I will quit if I fail to clear appeals in 3 months: New information commissioner

October 1st, 2008 - 12:46 pm ICT by IANS  

New Delhi, Oct 1 (IANS) Shailesh Gandhi, newly appointed information commissioner in India’s Central Information Commission (CIC), has promised to clear all appeals to his office within three months, and to quit if he fails to live up to his promise.”My first and foremost objective is to bring down the pendency of the appeals and complaints at CIC (Central Information Commission that administers the Right to Information Act). Sometimes the appeals come for hearing after 3-6 months and when they come so late, the focus of the applicant gets lost,” Gandhi, who is a well know right to information (RTI) activist, told IANS in an interview.

“My main aim is to tackle that issue effectively. No appeal will stay with me for more than three months. My commitment is to ensure that an order on an appeal is passed within three months,” Gandhi added.

“This is non-negotiable and if I am not be able to do this, I promise to quit the job.”

The announcement of Gandhi’s appointment was made in the first week of September and he was sworn in as an information commissioner Sep 18. RTI activists across the country welcomed the appointment of Gandhi as an information commissioner with the CIC.

According to Gandhi, he will have to set an example for others to follow.

Asked about levying penalties on government officers for violating the RTI Act, Gandhi said: “Imposing a penalty is one way of ensuring the enforcement of the act. I will not levy penalties just for the sake of it.

“Perhaps after the first six months they will be harsher. At the same time, it doesn’t mean that I will be lenient with penalties during the first few months.”

Gandhi also said he would streamline the process of passing orders.
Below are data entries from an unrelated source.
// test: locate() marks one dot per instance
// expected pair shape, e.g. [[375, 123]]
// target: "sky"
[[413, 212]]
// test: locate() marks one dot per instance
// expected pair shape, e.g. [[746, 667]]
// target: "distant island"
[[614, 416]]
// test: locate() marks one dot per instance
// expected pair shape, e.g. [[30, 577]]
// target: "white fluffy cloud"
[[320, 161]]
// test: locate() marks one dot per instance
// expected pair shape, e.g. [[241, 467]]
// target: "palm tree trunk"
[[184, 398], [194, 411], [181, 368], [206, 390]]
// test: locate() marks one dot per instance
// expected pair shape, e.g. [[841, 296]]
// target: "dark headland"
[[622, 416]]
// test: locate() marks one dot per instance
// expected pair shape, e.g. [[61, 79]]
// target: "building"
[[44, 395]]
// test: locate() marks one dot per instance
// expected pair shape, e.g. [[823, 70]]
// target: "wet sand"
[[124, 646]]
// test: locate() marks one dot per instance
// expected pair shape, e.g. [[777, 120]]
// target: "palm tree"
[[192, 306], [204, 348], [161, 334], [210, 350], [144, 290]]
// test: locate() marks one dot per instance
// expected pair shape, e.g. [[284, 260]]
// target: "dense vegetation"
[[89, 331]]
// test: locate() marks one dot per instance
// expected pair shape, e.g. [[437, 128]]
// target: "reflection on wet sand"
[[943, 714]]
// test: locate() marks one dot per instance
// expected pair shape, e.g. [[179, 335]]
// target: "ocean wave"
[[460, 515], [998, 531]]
“I will ensure that I will give the written order to both the applicant and the PIO (Public Information Officer who heads the CIC) just after the hearing. This will save both time and resources of the commission, the applicants and the government.”

Asked about complaints of deficiencies in orders, he said: “I will try and ensure that I don’t make mistake in my orders. However, in cases where a deeper understanding of the law is required, I will take time to pass the orders.”

According to Gandhi, his ultimate aim is to ensure that applicants don’t even have to come to the CIC office, barring exceptions, for a hearing.

“I want to strengthen the system so that the commission can pass an order on the basis of what the applicants file,” he added.

Gandhi’s other major role would be to make the people aware of the RTI Act.

“Creating awareness is also an important task of the commission but I will be looking at this after a period of six months, when I am properly settled in my role of an information commissioner,” he said.

“I would also like to contribute through various awareness programmes such as workshops,” Gandhi said.

A number of RTI activists had expressed surprise when Gandhi announced that he would not file RTI applications while he was an information commissioner.

Asked about this, he replied: “I sincerely feel the RTI Act is meant to empower the common citizen. Nothing will happen if I don’t file RTI applications. I just think that being information commissioner, it will not be right on my part to do so.”

“But I am always open to advising people over the issues on which they want to file RTI applications,” Gandhi added.